Qiaoqiao, one of only ten registered service dogs in Beijing, was stolen Monday morning, thought to be the work of thieves who have perpetrated a series of dognappings in the city. Qiaoqiao’s owner, Tian Fengbo, runs a chain of massage parlors, and an assistant was walking the Labrador retriever when a group of men snatched the dog. The disappearance was covered widely in a country where service animals are rare. On Tuesday evening the dog reappeared with a note attached: “Please forgive us.” The New York Times reported: 

The Beijing police said on their official Weibo account that the dog’s return was the result of the high level of public interest in the dog’s disappearance. An assistant to Mr. Tian, who operates a massage parlor chain, was walking the dog Monday morning when men in a gray van stole her.

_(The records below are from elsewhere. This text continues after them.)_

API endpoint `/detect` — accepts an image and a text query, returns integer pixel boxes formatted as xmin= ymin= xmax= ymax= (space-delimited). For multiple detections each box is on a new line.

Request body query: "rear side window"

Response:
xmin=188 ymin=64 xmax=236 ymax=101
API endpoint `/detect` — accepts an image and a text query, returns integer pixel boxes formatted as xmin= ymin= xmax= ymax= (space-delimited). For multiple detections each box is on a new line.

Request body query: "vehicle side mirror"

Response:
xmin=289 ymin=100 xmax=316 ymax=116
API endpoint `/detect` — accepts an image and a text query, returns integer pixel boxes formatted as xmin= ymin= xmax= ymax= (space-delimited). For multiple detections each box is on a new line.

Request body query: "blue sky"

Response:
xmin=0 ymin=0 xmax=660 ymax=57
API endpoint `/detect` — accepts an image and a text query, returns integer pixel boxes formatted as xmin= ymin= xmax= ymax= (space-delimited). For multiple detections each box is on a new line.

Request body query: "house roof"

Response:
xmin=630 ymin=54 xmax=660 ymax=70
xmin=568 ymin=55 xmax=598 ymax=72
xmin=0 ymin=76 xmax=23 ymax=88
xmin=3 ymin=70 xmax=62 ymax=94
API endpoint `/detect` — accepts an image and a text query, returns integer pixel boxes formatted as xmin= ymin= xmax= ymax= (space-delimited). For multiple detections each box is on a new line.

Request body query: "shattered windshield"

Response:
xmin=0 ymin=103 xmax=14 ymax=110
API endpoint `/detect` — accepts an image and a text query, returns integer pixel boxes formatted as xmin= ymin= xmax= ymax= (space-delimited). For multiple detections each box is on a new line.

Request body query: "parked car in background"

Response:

“It seems the suspects in Qiaoqiao’s theft have recognized their error,” said the Beijing police statement. “We hope they will take a step forward, give themselves up as soon as possible, explain the situation and strive to be treated leniently.”

1931
IMAGE:

Seeing-eye dog in training, c. 1930. Morristown & Morris Township Public Library.

The organized training of dogs to assist the blind was first implemented to serve veterans in Germany during World War I, but the practice wasn’t introduced in the United States until the late 1920s. One early recipient of American-trained dogs was Gordon Lathrop, whose service dog, a German shepherd named Millie, provided him with a great degree of freedom—though not without the occasional interruption. In a 1931 Los Angeles Times story, Lathrop recounts Millie’s brief adventure away from home—and the changes they both faced upon her return:

Seven hours after her disappearance she was brought in by a policeman. She came to me with head low. She crouched on the floor and licked my shoes, but not in abasement nor even in whole-hearted humility. She was apologizing to me for something, but her attitude was not that of a dog caught in wrongdoing and expecting punishment. I could not analyze her state of mind. I did not try very hard; I was so glad to have her back. I did not even punish her when, after a mildly punitive chaining of her to the leg of the table, she leaped to the top and ravenously devoured half a pound of butter carelessly left there.

She had never done such a thing before and this, in connection with her attitude upon returning only at the behest of the policeman, made me ponder in a new direction. Millie’s attitude and behavior, I saw, was that of one who is apologetic but yet not wholeheartedly so. She was sorry. She regretted her disobedience, was sorry to have caused me worry and trouble, but on the other hand she wasn’t a bit sorry for what she had done. He stealing of the butter was rank defiance of the disciplining process to which mad had put her through. She didn’t care whether she was in for a “licking” or not. She had more important business at that particular time than hauling around a blind man.

In June, I was presented by her with four male puppies.